# Graph Analytics

This notebook is dedicated to provide some insights on the graph, answering the following questions:
- What is the percentage of schools with rating of 2 or higher?
- Which schools have the highest number of nearby Lines nearby / in the area?
- Are there any schools which do not have any Line nearby 600m?
- What's the average rating inside and outside of the first 9 districts?

## Imports

In [33]:
from neomodel import db, config
from credentials import Credentials
from models import *
import json
from shapely.geometry import Point, Polygon
from pyproj import Transformer

config.DATABASE_URL = Credentials.getNeo4JDatabaseURI()

file_path = '../data/polygon-wien-bezirksgrenzen.json'
with open(file_path, 'r') as f:
    polygon_data = json.load(f)

## Percentage of schools with rating 2 or higher

In [34]:
query = """
        MATCH (s:School)
        WITH count(s) AS total_schools
        MATCH (s:School)
        WHERE s.rating >= 2
        WITH total_schools, count(s) AS schools_with_rating_2_or_higher
        RETURN (toFloat(schools_with_rating_2_or_higher) / total_schools) * 100 AS percentage_of_schools_with_rating_2_or_higher
        """
results, _ = db.cypher_query(query)

results

[[51.61290322580645]]

## Schools with highest number of lines nearby / in the area

In [40]:
query = """
        MATCH (s:School)-[r:IS_IN_AREA]->() 
        WITH s, count(r) AS in_area_connections
        MATCH (s)-[r:IS_NEARBY]->()
        WITH s, in_area_connections, count(r) AS nearby_connections
        RETURN s.name, (in_area_connections + nearby_connections) AS total_connections
        ORDER BY total_connections DESC
        LIMIT 5
        """
results, _ = db.cypher_query(query)

results

[['Gastgewerbefachschule des Schulvereins der Wiener Gastwirte', 22],
 ['PVS Judenplatz 6', 22],
 ['VS Stolberggasse 53', 21],
 ['VS Börsegasse 5', 21],
 ['Höhere Bundeslehr- und Versuchsanstalt für Textilindustrie und Informatik',
  21]]

## Non-connected schools

In [36]:
query = """
        MATCH (s:School)
        WHERE NOT (s)-[:IS_IN_AREA]->() AND NOT (s)-[:IS_NEARBY]->()
        RETURN s.name
        """
results, _ = db.cypher_query(query)

results

[['MS 22, Sonnenallee 116'],
 ['VS Hannah-Arendt-Platz 8'],
 ['VS 22, Sonnenallee 116'],
 ['BgBRg Maria-Trapp-Platz 5']]

## Average ratings inside and outside of the first 9 districts

In [37]:
# Transformer because the coordinates of polygon-wien-bezirksgrenzen.json are in a different format
transformer = Transformer.from_crs("EPSG:4326", "EPSG:31256", always_xy=True)
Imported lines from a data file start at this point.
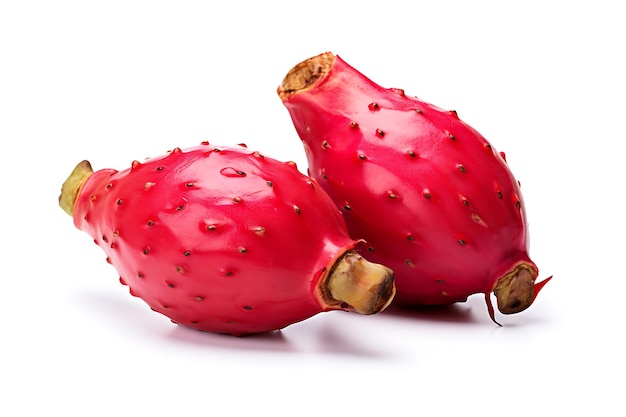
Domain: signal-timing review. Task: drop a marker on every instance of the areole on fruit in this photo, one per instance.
(225, 240)
(429, 194)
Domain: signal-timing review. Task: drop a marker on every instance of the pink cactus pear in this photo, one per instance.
(225, 240)
(432, 198)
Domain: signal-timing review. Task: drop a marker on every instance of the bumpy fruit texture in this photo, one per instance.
(225, 240)
(432, 198)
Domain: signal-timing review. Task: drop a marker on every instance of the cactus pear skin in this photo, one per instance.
(429, 194)
(224, 239)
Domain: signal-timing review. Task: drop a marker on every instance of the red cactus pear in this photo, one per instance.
(226, 240)
(432, 198)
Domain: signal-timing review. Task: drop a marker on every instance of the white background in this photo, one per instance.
(114, 81)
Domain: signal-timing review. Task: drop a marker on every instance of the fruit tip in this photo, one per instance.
(359, 285)
(306, 74)
(73, 184)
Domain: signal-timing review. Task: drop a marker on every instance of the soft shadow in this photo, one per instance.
(269, 341)
(458, 313)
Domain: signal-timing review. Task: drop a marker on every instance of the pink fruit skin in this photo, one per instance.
(220, 239)
(432, 198)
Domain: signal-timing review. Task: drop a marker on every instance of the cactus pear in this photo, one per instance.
(224, 239)
(431, 196)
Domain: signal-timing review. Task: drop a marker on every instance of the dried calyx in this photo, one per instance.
(305, 74)
(359, 285)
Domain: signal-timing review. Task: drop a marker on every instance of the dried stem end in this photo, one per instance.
(305, 74)
(359, 285)
(515, 291)
(72, 185)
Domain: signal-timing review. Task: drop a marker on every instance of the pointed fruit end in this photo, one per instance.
(72, 185)
(359, 285)
(304, 75)
(517, 290)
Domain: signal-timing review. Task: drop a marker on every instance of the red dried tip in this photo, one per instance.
(536, 288)
(492, 313)
(539, 285)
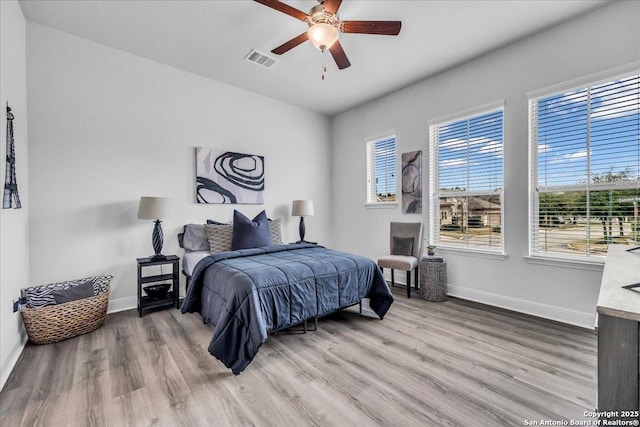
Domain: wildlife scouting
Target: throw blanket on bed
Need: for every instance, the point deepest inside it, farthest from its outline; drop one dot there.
(248, 292)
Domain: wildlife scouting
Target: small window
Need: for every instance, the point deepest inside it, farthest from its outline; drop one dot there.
(585, 169)
(467, 181)
(381, 171)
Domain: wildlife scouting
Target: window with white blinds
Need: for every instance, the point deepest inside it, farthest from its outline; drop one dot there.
(585, 169)
(381, 170)
(467, 181)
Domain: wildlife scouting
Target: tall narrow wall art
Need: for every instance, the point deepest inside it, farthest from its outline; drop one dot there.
(228, 177)
(412, 182)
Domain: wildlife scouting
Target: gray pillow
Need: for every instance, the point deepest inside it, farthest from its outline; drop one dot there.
(402, 246)
(84, 290)
(250, 233)
(195, 238)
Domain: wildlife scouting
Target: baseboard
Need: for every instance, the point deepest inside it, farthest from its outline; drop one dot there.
(551, 312)
(115, 305)
(11, 362)
(122, 304)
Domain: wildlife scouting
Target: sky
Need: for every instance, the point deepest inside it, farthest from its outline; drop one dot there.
(603, 122)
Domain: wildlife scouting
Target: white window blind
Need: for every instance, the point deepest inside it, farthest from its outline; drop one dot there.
(467, 181)
(381, 170)
(585, 169)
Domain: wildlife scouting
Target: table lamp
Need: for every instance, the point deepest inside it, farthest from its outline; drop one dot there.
(302, 208)
(155, 208)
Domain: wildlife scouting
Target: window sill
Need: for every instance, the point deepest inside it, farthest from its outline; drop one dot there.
(579, 264)
(381, 205)
(478, 253)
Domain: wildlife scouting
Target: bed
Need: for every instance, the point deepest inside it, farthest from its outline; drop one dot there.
(248, 293)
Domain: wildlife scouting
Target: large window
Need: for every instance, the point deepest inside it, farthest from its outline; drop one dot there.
(381, 170)
(466, 181)
(585, 169)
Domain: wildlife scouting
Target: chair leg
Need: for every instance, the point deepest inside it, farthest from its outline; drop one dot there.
(408, 284)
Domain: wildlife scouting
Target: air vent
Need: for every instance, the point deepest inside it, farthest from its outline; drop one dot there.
(261, 59)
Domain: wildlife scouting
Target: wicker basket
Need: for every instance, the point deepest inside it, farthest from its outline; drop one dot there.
(53, 323)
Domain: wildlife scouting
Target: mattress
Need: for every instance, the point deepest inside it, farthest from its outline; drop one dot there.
(190, 259)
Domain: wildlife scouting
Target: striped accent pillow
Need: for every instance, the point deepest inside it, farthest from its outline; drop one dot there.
(275, 228)
(220, 237)
(42, 296)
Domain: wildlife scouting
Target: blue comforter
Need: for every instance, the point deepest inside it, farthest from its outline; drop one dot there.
(249, 292)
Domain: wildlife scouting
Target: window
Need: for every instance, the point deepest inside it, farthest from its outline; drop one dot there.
(381, 170)
(466, 181)
(585, 169)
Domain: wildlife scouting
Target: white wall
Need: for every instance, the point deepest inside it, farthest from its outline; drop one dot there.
(607, 38)
(107, 127)
(14, 230)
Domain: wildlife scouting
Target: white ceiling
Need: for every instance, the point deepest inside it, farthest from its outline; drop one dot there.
(211, 39)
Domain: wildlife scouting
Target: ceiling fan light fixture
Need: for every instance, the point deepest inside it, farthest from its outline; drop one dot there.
(323, 35)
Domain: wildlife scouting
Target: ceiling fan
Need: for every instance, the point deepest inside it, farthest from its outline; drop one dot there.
(325, 28)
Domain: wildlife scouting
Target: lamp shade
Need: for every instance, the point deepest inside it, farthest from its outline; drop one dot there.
(323, 35)
(302, 208)
(153, 208)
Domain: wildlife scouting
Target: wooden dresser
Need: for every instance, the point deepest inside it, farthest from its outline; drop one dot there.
(619, 334)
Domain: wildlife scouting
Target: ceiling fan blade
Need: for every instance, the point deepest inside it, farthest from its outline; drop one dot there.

# Extract coordinates from first 9 districts
district_polygons = []
for feature in polygon_data['features']:
    district_number = feature['properties']['BEZNR']
    if district_number < 10:
        coordinates = feature['geometry']['coordinates'][0]
        polygon = Polygon(coordinates)
        district_polygons.append((district_number, polygon))
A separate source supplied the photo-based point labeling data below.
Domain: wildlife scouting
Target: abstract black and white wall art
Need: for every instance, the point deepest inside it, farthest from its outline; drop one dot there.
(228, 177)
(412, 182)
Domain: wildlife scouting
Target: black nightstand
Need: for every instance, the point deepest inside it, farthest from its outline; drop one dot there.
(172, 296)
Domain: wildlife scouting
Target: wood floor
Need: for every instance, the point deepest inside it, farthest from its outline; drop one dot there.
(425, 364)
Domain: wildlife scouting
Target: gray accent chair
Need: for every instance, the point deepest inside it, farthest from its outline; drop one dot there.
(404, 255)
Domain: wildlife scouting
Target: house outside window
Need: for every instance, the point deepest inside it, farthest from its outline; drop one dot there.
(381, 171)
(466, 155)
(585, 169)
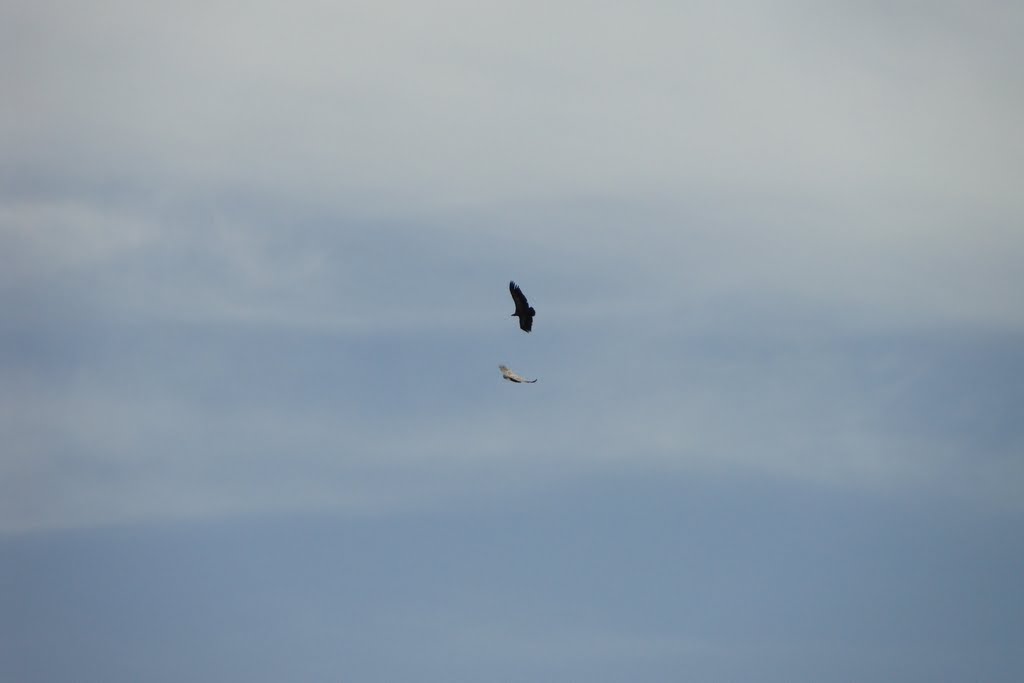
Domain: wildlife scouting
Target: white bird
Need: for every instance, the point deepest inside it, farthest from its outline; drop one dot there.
(512, 377)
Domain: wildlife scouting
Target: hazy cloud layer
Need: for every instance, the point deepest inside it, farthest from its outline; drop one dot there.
(254, 265)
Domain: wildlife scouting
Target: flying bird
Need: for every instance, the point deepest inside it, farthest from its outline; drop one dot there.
(522, 308)
(512, 377)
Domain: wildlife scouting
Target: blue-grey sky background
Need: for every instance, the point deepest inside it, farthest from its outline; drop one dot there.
(254, 265)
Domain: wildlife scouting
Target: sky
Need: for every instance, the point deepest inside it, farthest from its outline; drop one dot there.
(254, 265)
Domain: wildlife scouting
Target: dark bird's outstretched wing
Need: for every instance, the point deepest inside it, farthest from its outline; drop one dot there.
(522, 308)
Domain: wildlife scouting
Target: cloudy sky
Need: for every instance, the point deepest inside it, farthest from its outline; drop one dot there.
(254, 262)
def is_school_in_first_9_district(school_latitude, school_longitude):
    transformed_longitude, transformed_latitude = transformer.transform(school_longitude, school_latitude)
    point = Point(transformed_longitude, transformed_latitude) 
    for district_number, polygon in district_polygons:
        if polygon.contains(point):
            return district_number
    return None


In [38]:
def calculate_average_rating_inside_outside(school_data):
    inside_ratings = []
    outside_ratings = []

    for school in school_data:
        school_latitude = school['latitude']
        school_longitude = school['longitude']
        school_rating = school['rating']

        inner_area = is_school_in_first_9_district(school_latitude, school_longitude)

        if inner_area:
            inside_ratings.append(school_rating)
        else:
            outside_ratings.append(school_rating)

    inside_average = sum(inside_ratings) / len(inside_ratings) if inside_ratings else None
    outside_average = sum(outside_ratings) / len(outside_ratings) if outside_ratings else None

    return inside_average, outside_average


In [39]:
query = """
        MATCH (s:School)
        RETURN s.location_latitude AS latitude, s.location_longitude AS longitude, s.rating AS rating
        """
results, _ = db.cypher_query(query)

school_data = [
    {"latitude": record[0], "longitude": record[1], "rating": record[2]}
    for record in results
]

inside_avg, outside_avg = calculate_average_rating_inside_outside(school_data)

inside_avg, outside_avg

(1.5566037735849056, 2.1818181818181817)